Vagina Envy is a funny little song by an obscure, old Sacramento punk band called Sewer Trout. They had several releases on the San Francisco punk label, Lookout! Records and were featured on the compilation The Thing That Ate Floyd (released 1988) with this very song. Their sound is very pop punk.
I want a vagina, but not just for sex
I want a vagina between my legs
I want a vagina instead of a cock
A cute furry pal to whom I could talk

I could have such fun and pleasure
Play with it in rainy weather
Put things in and take them out
Of my friendly female pouch

I want a vagina for no more wet dreams
Embarrassing moments, a bulge in my jeans
Unwanted erection, at the wrong time
If I had a pussy my urge I could hide

If I had a hole down there
Then I'd be without a care
No penile control of my mind
No dick to dominate my life

bridge
I would like to be a woman, even for a day
I think I'd see things in a slightly different way
When I walk down the street would construction workers yell at me (hey baby!)
If I went to Dance Park on Ladies' Night would I get in for free?
If I had a pussy, I'd make some new friends
Now girls don't like, I'm sure that would end
I would be buddies with the opposite sex
No more intruder or sexual threat

There's no good in sexual warfare
Treat people like they were blank there
Unless you find someone undressed in bed
Then I would look, I guess

This is obviously a song shooting for snickers from adolescent boys, but taking the lyrics seriously, you can read a lot into it. He alternates between self-loathing and hope for a better, alternate state of being in which he is free of the things he hates most about himself. Let's take it verse by verse.

The lyricist in the last two lines of the first verse tells us that he would talk to his vagina. Imagine the loneliness this person must feel, the alienation, so acute that he would rather change genders so that he would have a more interesting set of genetalia to talk to. The second verse is more hopeful. One is reminded of Winnie the Pooh when Piglet gives Eeyore a popped balloon, and Eeyore learns that he can pass the time by putting his broken balloon into the honey pot Pooh gave him and take it out again. One has the sense of childish play and discovery.

Then the songwriter sends us back to his feelings of self-doubt and self-loathing. He views his penis as an embarrassment and a nuisance. We see the shame he feels about his male sexuality. And then in the next verse, he returns to his fantasy of being a woman where femininity brings release to all his cares and burdens. Again he refers to the penis as a controller and a dominator, something that robs him of his free will. The last line could be a double entendre, could it not? Could the removal of the physical dick removed from his life be replaced by a metaphorical dick in the form of a overbearing male lover? The language he chooses makes us fear that unfortunate outcome for him.

In the bridge verse, which appears in the version on The Thing That Ate Floyd but not in other versions I have heard, he explores some of the practical considerations of being a woman. Would he be the object of other men's crass, leering advances? Would he get into clubs on Ladies' Night?
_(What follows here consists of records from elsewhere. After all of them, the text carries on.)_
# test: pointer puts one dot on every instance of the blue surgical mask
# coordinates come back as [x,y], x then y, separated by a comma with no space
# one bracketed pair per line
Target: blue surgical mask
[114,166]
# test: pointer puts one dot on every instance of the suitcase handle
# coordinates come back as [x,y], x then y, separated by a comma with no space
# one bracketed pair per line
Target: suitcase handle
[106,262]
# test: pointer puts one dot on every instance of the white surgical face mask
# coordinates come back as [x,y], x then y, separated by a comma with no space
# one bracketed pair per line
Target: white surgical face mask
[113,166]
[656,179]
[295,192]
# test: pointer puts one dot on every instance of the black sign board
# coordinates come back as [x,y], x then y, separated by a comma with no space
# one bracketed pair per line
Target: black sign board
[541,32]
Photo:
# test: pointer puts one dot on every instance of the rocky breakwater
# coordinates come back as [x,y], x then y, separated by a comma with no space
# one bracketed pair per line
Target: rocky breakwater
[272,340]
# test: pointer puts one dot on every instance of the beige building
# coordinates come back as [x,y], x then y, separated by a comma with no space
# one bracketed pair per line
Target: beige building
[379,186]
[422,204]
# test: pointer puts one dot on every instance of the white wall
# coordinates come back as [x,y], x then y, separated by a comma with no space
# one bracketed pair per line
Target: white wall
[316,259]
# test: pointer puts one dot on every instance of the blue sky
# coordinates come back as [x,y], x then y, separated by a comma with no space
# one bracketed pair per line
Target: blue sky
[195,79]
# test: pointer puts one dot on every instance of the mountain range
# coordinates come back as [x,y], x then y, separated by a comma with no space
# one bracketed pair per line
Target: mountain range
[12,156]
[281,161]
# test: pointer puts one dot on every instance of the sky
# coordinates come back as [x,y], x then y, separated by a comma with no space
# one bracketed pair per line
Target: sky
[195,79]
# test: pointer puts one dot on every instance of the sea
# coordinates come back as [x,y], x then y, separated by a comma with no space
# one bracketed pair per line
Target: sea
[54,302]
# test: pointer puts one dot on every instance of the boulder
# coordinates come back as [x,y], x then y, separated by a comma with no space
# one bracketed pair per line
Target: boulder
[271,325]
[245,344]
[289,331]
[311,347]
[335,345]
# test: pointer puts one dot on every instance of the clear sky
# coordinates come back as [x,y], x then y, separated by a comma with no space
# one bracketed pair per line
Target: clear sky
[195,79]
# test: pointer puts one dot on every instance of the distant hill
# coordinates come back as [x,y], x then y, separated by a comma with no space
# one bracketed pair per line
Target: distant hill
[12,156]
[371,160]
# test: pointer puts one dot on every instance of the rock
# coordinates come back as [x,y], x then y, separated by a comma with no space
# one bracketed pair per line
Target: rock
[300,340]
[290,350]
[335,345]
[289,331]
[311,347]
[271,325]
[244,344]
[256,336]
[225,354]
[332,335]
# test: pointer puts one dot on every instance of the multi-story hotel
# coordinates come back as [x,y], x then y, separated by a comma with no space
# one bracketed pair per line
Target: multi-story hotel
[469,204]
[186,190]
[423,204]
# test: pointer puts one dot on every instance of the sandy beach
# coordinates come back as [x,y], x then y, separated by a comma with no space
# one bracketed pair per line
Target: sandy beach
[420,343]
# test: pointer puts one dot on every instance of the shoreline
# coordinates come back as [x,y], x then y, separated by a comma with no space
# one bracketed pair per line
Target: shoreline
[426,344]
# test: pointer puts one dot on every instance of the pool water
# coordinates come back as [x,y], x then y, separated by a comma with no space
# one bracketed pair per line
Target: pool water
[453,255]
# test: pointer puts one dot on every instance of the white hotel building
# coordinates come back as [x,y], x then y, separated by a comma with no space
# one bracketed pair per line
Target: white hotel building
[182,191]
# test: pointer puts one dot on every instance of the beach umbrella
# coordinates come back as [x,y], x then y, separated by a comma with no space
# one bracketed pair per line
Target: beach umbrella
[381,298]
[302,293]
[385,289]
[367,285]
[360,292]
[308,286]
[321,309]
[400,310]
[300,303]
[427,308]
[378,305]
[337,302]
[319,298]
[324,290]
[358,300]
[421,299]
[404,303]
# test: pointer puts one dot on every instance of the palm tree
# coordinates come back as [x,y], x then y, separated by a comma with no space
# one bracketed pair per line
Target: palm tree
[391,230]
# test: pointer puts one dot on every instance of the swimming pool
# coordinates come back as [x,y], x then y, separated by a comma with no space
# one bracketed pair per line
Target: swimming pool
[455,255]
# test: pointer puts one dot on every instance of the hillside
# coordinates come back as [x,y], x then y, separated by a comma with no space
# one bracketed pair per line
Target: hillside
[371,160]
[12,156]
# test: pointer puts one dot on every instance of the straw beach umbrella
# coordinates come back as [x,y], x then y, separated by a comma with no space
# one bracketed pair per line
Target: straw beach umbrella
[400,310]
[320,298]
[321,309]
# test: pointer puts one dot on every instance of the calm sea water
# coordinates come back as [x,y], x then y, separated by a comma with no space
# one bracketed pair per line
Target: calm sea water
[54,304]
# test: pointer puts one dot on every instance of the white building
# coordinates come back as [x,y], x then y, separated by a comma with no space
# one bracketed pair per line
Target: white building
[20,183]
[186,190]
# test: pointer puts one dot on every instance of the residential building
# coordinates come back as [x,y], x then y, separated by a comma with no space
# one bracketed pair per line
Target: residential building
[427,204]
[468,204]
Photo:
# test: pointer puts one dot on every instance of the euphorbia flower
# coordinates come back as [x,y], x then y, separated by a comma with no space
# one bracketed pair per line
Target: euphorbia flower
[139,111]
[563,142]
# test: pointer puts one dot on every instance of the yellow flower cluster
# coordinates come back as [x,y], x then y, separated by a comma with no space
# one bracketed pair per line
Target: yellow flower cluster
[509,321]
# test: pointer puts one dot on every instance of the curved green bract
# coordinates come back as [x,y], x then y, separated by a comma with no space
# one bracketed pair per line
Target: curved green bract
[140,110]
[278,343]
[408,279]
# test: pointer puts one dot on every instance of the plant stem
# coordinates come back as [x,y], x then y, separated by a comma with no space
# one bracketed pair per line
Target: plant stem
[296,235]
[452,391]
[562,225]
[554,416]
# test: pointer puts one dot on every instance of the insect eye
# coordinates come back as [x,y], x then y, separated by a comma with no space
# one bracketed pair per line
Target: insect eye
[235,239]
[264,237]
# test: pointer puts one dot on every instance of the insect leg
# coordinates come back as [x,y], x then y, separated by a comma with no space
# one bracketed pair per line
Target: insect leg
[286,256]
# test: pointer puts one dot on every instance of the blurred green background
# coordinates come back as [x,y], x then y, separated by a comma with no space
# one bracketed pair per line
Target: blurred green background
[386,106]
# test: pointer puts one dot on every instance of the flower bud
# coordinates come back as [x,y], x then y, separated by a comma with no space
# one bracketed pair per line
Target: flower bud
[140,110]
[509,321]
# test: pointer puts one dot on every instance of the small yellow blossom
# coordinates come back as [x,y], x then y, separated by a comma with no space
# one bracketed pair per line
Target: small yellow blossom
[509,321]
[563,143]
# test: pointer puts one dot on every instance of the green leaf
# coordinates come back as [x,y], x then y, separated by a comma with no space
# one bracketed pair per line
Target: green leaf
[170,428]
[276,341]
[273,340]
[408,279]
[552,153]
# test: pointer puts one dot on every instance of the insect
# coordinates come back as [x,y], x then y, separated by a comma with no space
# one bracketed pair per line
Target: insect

Digging deeper, the unasked question is will he ever be free of gender distinctions, positive and negative, or is this a curse of all humankind? All these simple, practical problems, he says, would alter his understanding of gender and how society deals with it and bring him a degree of enlightenment. In the sense that feminization will make him a more complete person, one is reminded of Aristophanes's myth in Plato's Symposium about how the genders were once united but were split by the gods when they became too powerful. We are ever desiring reunification with our severerd other.

Next, in his feminine fantasy state, he is popular and accepted by the women that now reject him. He wants to be with them and not have them threatened by him. That is one way of reading the last line of that verse, but is there not another? Does he recognize that his maleness itself is a sexual threat to the women? Is he afraid that the dick dominating his life will drive him unwillingly to rape? Or is this just liberal, white, male guilt?

Finally the songwriter turns from the particular to the universal and comes to his point. He asserts that the genders should regard each other as equals rather than opponents. In most circumstances, he suggests, we should regard people as asexual. That is, not sexual beings with lusts and desires, or objects to be desired and taken, but rather mere people to hang out with. The exception, he notes, is when you find a naked someone in bed with you. Then it is permissible to treat them as a sexual thing.

Complex, lonely, conflicted -- the songwriter covers a lot of ground in a two and a half minute song. He creates a sense of the deep desire for unification we feel with the people we pursue sexually. It is union rather than the dick's domination and humiliation the songwriter aspires to. We could all benefit by pondering his wisdom.

Either that, or I've got too much time on my hands.